Элленд выздоравливал медленно. Пока он оставался лежачим больным, мы каждый день, ранним утром, выплывали в лодке на середину фьорда и вместо него занимались рыбалкой, чтобы кухня отеля не испытывала недостатка в рыбе.
— — — — — — — — — — — — — — — — — —
Кухня Стины была одним из тех исполненных древнего величия колдовских мест, где натуральные продукты — овощи, фрукты, забитые животные, молоко, сливки, мука, масло, вино, ром, сахар, дрожжи, яйца, пряности — превращаются в изысканные кушанья. Стина признавалась, с легким сожалением, что ее познания в кулинарном искусстве не соответствуют великосветским стандартам. И все же ей доводилось готовить для особ королевских кровей. (Для них она готовила не лучше, чем для нас.) Она, по ее словам, никогда не бывала дальше, чем в Ларвике на Согне-фьорде. Там она поступила в обучение к повару по имени Эйнар Даль, который за сорок лет до того был владельцем отеля. Он еще тогда стал знаменитостью. Позже наша хозяйка усовершенствовала свои навыки благодаря практическому опыту. — О французском кулинарном искусстве Стина
Ежедневные яства приносила на наш стол Эйстина, служанка. Эйстина была рослой и грузной девицей. С пышными волосами, слишком красным лицом, слишком красными руками и трепещущей по любому поводу грудью. В какой-то момент она влюбилась в Тутайна. Мы этого не знали.
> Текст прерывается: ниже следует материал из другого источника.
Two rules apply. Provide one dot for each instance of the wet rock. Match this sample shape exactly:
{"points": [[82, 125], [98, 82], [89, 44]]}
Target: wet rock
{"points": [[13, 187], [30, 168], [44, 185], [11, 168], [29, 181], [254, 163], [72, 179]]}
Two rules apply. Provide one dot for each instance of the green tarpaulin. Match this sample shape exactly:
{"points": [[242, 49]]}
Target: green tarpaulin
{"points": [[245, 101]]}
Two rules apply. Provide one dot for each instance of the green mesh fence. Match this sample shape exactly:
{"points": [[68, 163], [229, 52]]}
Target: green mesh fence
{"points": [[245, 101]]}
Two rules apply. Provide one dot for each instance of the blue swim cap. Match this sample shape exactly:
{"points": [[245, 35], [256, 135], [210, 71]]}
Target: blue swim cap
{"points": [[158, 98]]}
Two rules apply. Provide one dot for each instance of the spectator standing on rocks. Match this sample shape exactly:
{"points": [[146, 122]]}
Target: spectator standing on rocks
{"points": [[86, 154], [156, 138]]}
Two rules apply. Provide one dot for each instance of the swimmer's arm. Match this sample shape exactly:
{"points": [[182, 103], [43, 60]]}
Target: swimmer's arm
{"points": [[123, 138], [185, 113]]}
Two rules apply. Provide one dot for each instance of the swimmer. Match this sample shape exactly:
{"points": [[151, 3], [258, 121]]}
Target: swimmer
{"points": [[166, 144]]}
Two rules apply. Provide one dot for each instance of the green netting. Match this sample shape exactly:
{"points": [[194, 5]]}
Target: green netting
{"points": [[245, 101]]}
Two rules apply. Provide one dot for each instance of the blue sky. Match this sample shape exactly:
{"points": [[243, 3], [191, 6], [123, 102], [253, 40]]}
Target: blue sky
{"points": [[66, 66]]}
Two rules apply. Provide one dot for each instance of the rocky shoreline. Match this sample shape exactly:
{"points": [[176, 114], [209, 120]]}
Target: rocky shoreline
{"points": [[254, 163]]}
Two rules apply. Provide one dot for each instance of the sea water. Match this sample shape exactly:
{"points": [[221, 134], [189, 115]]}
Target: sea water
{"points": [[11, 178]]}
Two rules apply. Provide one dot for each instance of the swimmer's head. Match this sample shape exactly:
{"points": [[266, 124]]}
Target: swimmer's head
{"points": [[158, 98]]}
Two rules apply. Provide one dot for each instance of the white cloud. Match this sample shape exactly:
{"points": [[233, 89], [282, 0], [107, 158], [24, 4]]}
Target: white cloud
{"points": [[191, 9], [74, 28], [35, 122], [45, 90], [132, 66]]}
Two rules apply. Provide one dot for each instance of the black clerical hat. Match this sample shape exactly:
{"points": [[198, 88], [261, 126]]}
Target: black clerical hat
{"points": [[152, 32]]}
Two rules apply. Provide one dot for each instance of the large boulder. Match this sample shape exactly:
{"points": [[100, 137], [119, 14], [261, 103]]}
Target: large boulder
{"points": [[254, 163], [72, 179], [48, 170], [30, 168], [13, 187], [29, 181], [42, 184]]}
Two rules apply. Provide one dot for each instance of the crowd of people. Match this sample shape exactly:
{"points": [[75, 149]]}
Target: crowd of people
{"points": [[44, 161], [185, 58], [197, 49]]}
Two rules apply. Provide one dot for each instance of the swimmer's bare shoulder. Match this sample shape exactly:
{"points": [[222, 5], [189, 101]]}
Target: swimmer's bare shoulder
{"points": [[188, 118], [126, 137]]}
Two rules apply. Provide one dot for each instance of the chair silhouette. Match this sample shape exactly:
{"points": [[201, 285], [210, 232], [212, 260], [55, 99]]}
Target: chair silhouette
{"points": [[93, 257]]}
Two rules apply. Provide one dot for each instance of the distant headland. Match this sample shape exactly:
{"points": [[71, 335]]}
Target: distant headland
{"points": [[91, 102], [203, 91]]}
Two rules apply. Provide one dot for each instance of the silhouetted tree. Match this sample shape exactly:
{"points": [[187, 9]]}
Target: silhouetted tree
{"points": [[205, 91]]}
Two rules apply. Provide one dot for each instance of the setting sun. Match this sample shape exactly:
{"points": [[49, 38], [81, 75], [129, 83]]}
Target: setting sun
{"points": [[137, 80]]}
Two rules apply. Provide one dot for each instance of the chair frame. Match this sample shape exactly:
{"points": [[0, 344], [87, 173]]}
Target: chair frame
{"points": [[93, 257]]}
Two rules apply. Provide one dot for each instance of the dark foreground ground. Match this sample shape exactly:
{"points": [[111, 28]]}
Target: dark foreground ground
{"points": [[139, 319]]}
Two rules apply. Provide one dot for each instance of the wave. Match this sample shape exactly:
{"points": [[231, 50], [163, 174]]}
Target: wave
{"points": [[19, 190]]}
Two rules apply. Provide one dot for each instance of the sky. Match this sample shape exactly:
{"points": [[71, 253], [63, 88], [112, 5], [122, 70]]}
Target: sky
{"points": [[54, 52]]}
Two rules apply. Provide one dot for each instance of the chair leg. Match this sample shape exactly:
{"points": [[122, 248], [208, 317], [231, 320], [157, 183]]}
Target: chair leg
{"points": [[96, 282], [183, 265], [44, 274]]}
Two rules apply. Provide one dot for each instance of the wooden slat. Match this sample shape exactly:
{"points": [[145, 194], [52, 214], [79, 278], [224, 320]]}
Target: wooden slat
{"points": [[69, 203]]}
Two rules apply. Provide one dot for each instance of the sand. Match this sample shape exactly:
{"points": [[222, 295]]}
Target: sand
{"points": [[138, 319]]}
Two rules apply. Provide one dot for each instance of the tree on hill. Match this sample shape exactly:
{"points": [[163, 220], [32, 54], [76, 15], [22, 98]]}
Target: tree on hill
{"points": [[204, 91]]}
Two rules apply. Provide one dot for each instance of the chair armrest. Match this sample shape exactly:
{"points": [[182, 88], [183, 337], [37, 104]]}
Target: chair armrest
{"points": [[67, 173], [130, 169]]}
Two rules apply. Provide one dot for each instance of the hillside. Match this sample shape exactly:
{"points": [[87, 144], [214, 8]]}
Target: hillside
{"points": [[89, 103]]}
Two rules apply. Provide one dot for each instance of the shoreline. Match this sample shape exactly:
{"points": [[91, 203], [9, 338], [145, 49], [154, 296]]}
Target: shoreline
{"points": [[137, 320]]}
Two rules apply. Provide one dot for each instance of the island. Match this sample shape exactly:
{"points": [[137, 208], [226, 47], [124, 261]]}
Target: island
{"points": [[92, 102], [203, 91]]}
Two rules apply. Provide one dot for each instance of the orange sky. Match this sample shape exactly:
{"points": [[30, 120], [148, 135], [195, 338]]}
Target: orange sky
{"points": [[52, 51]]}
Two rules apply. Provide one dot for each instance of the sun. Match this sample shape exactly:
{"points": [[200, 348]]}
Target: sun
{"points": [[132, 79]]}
Хотя могли бы и догадаться. Это выплыло наружу в результате крайне неприятного происшествия. Дело было незадолго до выборов в стортинг{324}. Поскольку Уррланд является избирательным округом и его триста избирателей имеют точно такое же влияние на судьбы страны, что и сто двадцать пять тысяч человек, проживающих в Осло, премьер-министр не пренебрег возможностью выступить в нашем Доме молодежи перед жителями Вангена, чтобы они отдали ему свои голоса. Правда, он был крупным акционером рыбоконсервной фабрики в Ставангере, пароходы которой умудрились почти полностью очистить от мелкой сельди, помимо прочих мест, и Уррланд-фьорд, в результате чего более крупные рыбы лишились пищи и мигрировали или вымерли, а местное рыболовство вот уже десять лет как переживало упадок и бедность приобрела душераздирающие масштабы; однако все это не помешало ему (он, очевидно, помнил, находясь здесь, только о своем китобойном промысле и о производстве маргарина с добавкой рыбьего жира) впечатляюще разглагольствовать о благотворительных организациях, о разработанной его партией программе социальной помощи и о собственных персональных усилиях в этой сфере, главным же образом — о планах на будущее. Так вот; господин министр в тот день, когда он произнес свою речь, был, помимо нас, единственным постояльцем в отеле. Мы трапезничали втроем за большим столом обеденного зала. Я освободил свое обычное место во главе стола; Тутайн и я сидели, соответственно, по правую и левую руку от высокопоставленного государственного чиновника. Стина в тот раз поистине превзошла себя, чтобы ублажить наши желудки. Я сейчас уже не помню отдельных блюд, но хорошо помню десерт. Это было красное винное желе, к которому подавался соус из дюжины перемешанных яичных желтков. Эйстина, преподносившая нам левой рукой желе, в правой держала — над головой министра — хрустальную чашу с тягучей желтой жидкостью.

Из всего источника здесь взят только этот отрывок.